Q: Mubadala’s portfolio companies are developing a sizeable petrochemicals hub in Texas through the Baystar joint venture [MEES, 5 October 2018]. How important is this to your strategy?
A:The Baystar project is a 50/50 venture owned by Total Petrochemicals and Refining and Novealis – itself a joint venture co-owned by Borealis and Nova Chemicals. An official groundbreaking ceremony for a new additional 625,000 t/y Borstar polyethene unit was held earlier this year in February in Texas. This is an exciting development for our assets Borealis and Nova Chemicals and Total is a company we know well. The project will enjoy highly competitive feedstock in the form of shale gas to produce enhanced polyethylene products for the most demanding applications.
Q: How is Mubadala positioning itself in the short term with developments like IMO 2020 from January and longer term with the increasing debate over the energy transition?
A: Global energy demand is increasing in parallel with the transition towards a lower carbon world. Digitalization and new business models in accelerating topics such as single-use plastic products and waste disposal are concrete examples of how companies are required to innovate and develop collaborative approaches. Our portfolio companies Nova Chemicals, Borealis, OMV and Borouge, are proactively addressing the increasing challenges deriving from the poor disposal of single-use plastic products.
Borealis is emerging as a strong leader in implementing a circular economy strategy with the signing of an agreement with OMV that utilizes recycled plastic waste as feedstock in its polyolefin plant, and with the launch of Borcyle™, a new technology producing high quality compounds with up to 80% recycled content.

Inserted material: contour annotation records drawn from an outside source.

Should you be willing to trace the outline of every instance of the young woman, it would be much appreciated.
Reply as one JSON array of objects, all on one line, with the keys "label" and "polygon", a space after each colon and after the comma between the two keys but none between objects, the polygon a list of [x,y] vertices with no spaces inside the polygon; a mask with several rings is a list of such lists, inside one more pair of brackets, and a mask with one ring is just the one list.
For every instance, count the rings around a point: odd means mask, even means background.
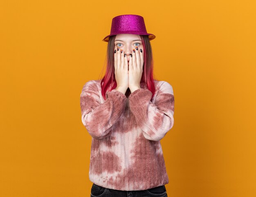
[{"label": "young woman", "polygon": [[83,87],[82,121],[92,136],[91,197],[167,197],[160,141],[174,123],[171,85],[153,78],[150,40],[142,16],[114,18],[107,67]]}]

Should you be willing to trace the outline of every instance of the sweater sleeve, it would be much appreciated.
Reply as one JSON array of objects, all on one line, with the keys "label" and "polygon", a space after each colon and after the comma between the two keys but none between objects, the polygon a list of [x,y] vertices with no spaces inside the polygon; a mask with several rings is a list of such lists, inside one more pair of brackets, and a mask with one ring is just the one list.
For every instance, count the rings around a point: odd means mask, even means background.
[{"label": "sweater sleeve", "polygon": [[101,103],[100,93],[96,81],[91,80],[84,85],[80,95],[83,124],[92,137],[99,139],[109,135],[112,126],[122,114],[126,100],[124,94],[113,89],[106,92],[106,100]]},{"label": "sweater sleeve", "polygon": [[168,82],[162,81],[155,103],[150,101],[152,93],[147,89],[136,90],[128,98],[130,109],[144,137],[154,141],[162,139],[174,122],[173,88]]}]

Significant investments are being made in recycling operations and working with customers to ensure a greater proportion of the materials produced by the company can be recycled beyond their initial use.
The company is also a founding member of Project STOP, a growing initiative that aims to eliminate the leakage of plastic waste into the environment and encourage local solutions that also support economic development.
Nevertheless, we should not lose sight of the essential role of plastics as the base for strong, lightweight materials to manufacture components essential in delivering future technologies, including solar panels, wind turbine blades, batteries, thermal insulation for buildings and electric vehicle parts.
We have a unique perspective and insight on tackling the challenges and opportunities in the ongoing energy transition. Our energy portfolio extends beyond oil and gas to renewables through our wholly-owned company, Masdar, a global leader in both solar and wind energy projects. This adds to our ability to leverage on the many investments in the technology we have made in the various Private Equity and Venture Capital funds we own.
Bridging traditional and renewable energy sources with innovative technologies will be key to making the ongoing energy transition a success. We will need all forms of energy, including oil and gas, as well as hydrocarbons-based materials for the future.